During his preparation for performing a four-and-a-half long, without interval, one man Hamlet, Guy Masterson’s Actor mentions giving only 95% of himself – after all, to give 100% is just to be desperate. For a while, watching Masterson’s controlled, clever speech and humorous antics, it seems he himself might subscribe to this notion. Oh, he is clear, funny – witty, even – obviously highly skilled, and somewhat intriguing, but will he let go of the reins at all, will his physical t-shirt-and-undershorts vulnerability actually become an emotional one that lets you in?
The answer is ‘yes’ – Masterson will open up, will let you in, and the wait for this is part of an entertaining build up that gently leads you into the Actor’s world, life and heart.
It is clear that both performer Masterson and playwright Dormer have a love for language. The very word ‘half’ takes on various associations as the play progresses as you start noticing it cropping up here and there with different meanings. The script, with a driving use of sounds, rhythms and imagery, shows Shakespeare’s attraction for them and their own connection to Shakespeare’s works. Not only are major Hamlet speeches credibly included, but lines drop in here and there beside modern language both elevated and rough, until the Actor is actually babbling Shakespearean lines in the manner of anyone just ‘losing it’, the long dead playwright’s words flowing believably from a modern man tumbling over a cliff. Along with this great facility for words, Masterson uses physical comedy to fine effect and is not afraid to go to the extremes that suit his material.

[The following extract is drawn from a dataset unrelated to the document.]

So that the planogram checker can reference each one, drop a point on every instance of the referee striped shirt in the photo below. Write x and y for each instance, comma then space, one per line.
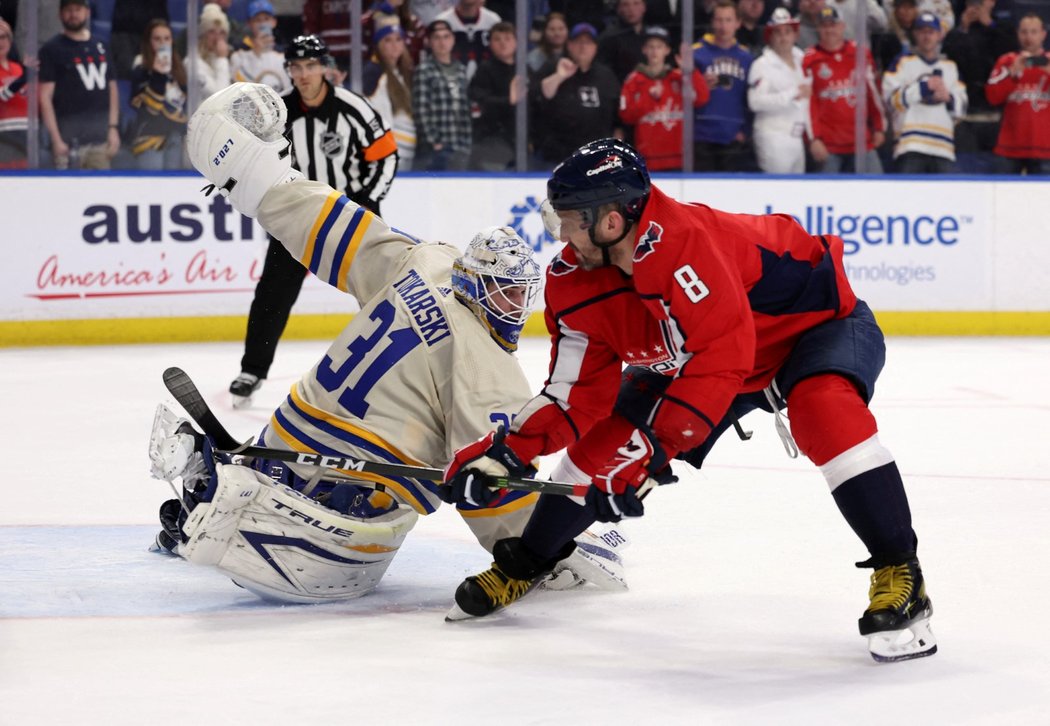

The Half sees an actor preparing for the most important acting moment of his life and fighting his demons. As Masterson states in the programme: “although the actor’s fears are perhaps more heightened and immediate due to their imminent exposure to an audience, their emotions are pretty universal.” Masterson’s great achievement with The Half is not just to embody what is universal, but to make it also extremely personal. His Actor becomes convincing enough that only the programme’s mention of a playwright persuades that this is not, for him, an autobiographical piece.
Masterson is a master at the solo show, in his choices and performance skills, and, with The Half, he once again delivers a piece that grabs your attention, tickles your funny bone and stop-starts your breath.